Au point parfois qu’on a l’impression que 2091 fourmille de détails inutiles, cependant. Tout ce qui est dit dans ce premier épisode méritait-il d’être dit, et méritait-il d’être dit d’entrée de jeu ? Ne pouvait-on pas laisser les personnages donner des éléments de leur background au fil de la série, par exemple ? La question se pose.
Elle se pose aussi parce que, ce que n’a pas forcément prévu 2091, c’est que ce jeu video, là… bah il est nul. Je ne veux pas parler de son principe-même, d’autant que comme on l’a vu il génère un twist important en fin d’épisode inaugural ; non, c’est surtout qu’à regarder, il est absolument chiant. Regarder les avatars des joueurs se tirer dessus dans la réalité virtuelle est totalement inintéressant, entre autres parce que le jeu ressemble à s’y méprendre à un FPS codé à la va-vite. Et franchement faut pas chercher à regarder à quoi ressemble l’UI du jeu, parce que c’est pitoyable. Des jeux comme ça, on n’en fait plus en 2017, alors j’ai du mal à comprendre l’engouement des champions d’e-sport en 2091…
C’est un défaut qui en rejoint un autre : 2091 cherche ostensiblement à impressionner au niveau des effets spéciaux (assez clairsemés cependant), mais le reste du temps, son esthétique emprunte plutôt aux séries de science-fiction des années 90, au mieux. Un siècle de décalage dans les dents. Visuellement, c’est quand même très moyen, pas toujours super bien filmé, voire même souvent grossier, et en fait globalement assez moche.
En soi je ne crois pas qu’une série commettant des bévues esthétiques, même si elle appartient à la science-fiction, soit passible de la peine de mort. Mais quand on ajoute à cela les longueurs de l’exposition, qui font qu’on n’a souvent que le décor et la réalisation sur quoi reporter son attention… ça devient très gênant.
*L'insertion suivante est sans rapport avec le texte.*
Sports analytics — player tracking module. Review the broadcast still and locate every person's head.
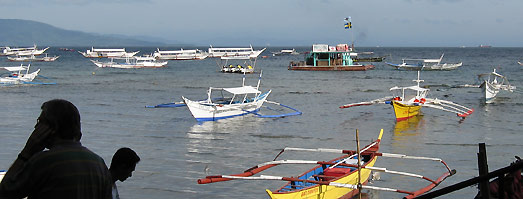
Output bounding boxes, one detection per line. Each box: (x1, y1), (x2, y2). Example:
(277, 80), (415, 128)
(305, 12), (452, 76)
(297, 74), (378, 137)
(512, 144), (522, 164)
(109, 147), (140, 182)
(38, 99), (82, 141)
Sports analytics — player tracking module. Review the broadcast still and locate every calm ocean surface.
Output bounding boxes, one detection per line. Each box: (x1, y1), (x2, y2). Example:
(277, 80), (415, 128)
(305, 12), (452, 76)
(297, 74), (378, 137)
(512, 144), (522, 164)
(0, 47), (523, 198)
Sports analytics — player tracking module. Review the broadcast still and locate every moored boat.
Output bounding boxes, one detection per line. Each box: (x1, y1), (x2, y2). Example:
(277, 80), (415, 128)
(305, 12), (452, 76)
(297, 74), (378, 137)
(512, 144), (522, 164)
(91, 56), (168, 68)
(208, 45), (266, 57)
(478, 69), (516, 104)
(7, 54), (60, 62)
(386, 54), (463, 70)
(182, 73), (271, 122)
(288, 44), (374, 71)
(78, 47), (140, 58)
(0, 64), (40, 85)
(340, 71), (474, 121)
(271, 48), (300, 56)
(153, 48), (209, 60)
(198, 129), (456, 199)
(218, 56), (257, 73)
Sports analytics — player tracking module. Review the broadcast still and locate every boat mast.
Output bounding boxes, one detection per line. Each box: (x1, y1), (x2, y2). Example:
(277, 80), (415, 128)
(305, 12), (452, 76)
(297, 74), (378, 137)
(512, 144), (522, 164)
(345, 16), (354, 51)
(412, 70), (425, 96)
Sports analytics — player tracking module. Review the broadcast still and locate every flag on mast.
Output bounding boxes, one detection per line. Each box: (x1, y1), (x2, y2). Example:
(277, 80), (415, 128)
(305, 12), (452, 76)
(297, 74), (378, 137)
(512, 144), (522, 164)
(345, 17), (352, 29)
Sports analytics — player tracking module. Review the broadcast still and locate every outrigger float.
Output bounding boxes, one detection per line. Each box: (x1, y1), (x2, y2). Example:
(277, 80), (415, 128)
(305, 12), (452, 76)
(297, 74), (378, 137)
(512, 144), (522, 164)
(198, 129), (456, 199)
(340, 71), (474, 121)
(146, 71), (302, 122)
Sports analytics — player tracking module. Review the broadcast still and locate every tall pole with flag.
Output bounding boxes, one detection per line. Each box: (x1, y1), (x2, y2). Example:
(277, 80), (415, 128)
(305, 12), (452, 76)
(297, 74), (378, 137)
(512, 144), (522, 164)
(345, 16), (354, 50)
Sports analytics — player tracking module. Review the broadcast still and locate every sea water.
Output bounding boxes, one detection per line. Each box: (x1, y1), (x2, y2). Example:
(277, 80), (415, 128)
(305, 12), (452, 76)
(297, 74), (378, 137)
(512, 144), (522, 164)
(0, 47), (523, 198)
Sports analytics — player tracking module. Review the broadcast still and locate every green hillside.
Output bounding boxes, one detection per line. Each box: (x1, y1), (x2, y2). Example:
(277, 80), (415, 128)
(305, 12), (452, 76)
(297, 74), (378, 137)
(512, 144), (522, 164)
(0, 19), (165, 46)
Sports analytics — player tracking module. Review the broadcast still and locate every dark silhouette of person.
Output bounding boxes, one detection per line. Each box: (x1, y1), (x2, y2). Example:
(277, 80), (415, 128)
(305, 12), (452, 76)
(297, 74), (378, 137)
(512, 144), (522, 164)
(0, 99), (111, 199)
(109, 147), (140, 199)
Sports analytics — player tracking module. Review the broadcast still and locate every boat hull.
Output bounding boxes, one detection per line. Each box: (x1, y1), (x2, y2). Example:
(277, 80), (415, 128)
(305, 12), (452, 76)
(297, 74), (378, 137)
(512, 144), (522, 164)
(288, 64), (374, 71)
(266, 156), (377, 199)
(392, 101), (421, 121)
(182, 91), (270, 122)
(266, 131), (383, 199)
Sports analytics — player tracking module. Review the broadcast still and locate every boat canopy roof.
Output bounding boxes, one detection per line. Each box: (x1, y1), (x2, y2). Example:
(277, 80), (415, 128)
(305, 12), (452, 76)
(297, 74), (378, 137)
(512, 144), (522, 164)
(223, 86), (261, 95)
(390, 86), (430, 91)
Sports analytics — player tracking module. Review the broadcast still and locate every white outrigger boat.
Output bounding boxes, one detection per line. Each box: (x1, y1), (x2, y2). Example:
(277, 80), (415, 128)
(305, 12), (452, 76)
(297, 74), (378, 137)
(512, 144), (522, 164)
(145, 72), (301, 123)
(7, 54), (60, 62)
(218, 56), (257, 73)
(78, 47), (140, 58)
(0, 45), (49, 56)
(385, 54), (463, 70)
(182, 73), (271, 122)
(478, 69), (516, 103)
(91, 56), (168, 68)
(208, 45), (267, 57)
(0, 64), (40, 85)
(153, 48), (209, 60)
(340, 71), (474, 121)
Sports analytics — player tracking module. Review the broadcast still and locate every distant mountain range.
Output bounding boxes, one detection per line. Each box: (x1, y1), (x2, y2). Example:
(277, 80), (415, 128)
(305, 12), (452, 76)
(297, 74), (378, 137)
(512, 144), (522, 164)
(0, 19), (183, 47)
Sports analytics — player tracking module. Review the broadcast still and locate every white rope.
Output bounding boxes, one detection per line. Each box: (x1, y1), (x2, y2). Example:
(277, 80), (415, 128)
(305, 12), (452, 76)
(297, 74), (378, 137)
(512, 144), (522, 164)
(258, 160), (318, 167)
(365, 167), (423, 178)
(329, 182), (398, 192)
(381, 153), (443, 162)
(283, 147), (343, 153)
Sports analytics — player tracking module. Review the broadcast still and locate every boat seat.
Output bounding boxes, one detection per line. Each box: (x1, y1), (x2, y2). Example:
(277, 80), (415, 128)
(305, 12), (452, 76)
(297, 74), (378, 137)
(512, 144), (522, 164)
(323, 167), (351, 177)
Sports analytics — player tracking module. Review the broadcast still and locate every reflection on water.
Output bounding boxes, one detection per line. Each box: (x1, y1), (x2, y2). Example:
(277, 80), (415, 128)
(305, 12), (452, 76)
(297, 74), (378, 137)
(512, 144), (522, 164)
(186, 115), (263, 154)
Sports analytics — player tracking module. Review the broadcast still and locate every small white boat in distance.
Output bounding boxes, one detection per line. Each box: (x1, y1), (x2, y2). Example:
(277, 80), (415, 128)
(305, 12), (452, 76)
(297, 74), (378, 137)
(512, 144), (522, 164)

Et pourtant, quand j’ai fini cet épisode de 2091, dans la Batcave de Séries Mania, j’étais plutôt positive. Je me suis dit : c’est chouette de voir qu’il y a des séries de SF qui se donnent du mal de par le monde. La science-fiction, on la connaît essentiellement sous ses traits anglophones (USA, Canada et Royaume-Uni formant les grands pôles de production), et je suis toujours contente de voir ce qu’en font d’autres contrées. J’ai envie de donner sa chance à une série qui prend en compte autant de paramètres pour raconter son histoire de la façon la plus complète possible. Je ne suis pas convaincue qu’Andrés Gelós ait joué à un seul jeu video pendant la décennie écoulée, mais je ne doute pas un instant qu’il maîtrise sa mythologie, ses personnages, et probablement le propos vers lequel se dirige 2091.
Le côté indigeste est difficile à surmonter, avouons-le. Peut-être qu’il aurait mérité de durer plus longtemps, ce premier épisode (les introductions de durée double ne sont pas dans la culture télévisuelle sud-américaine), ç’aurait arrondi quelques angles. Certaines scènes longuettes de pure exposition auraient ainsi pu être distillées dans d’autres types de scènes, qui sait. J’aurais moins eu l’impression d’assister à une litanie de données factuelles sur la série que je cherche à voir, mais qui ne commence pas vraiment.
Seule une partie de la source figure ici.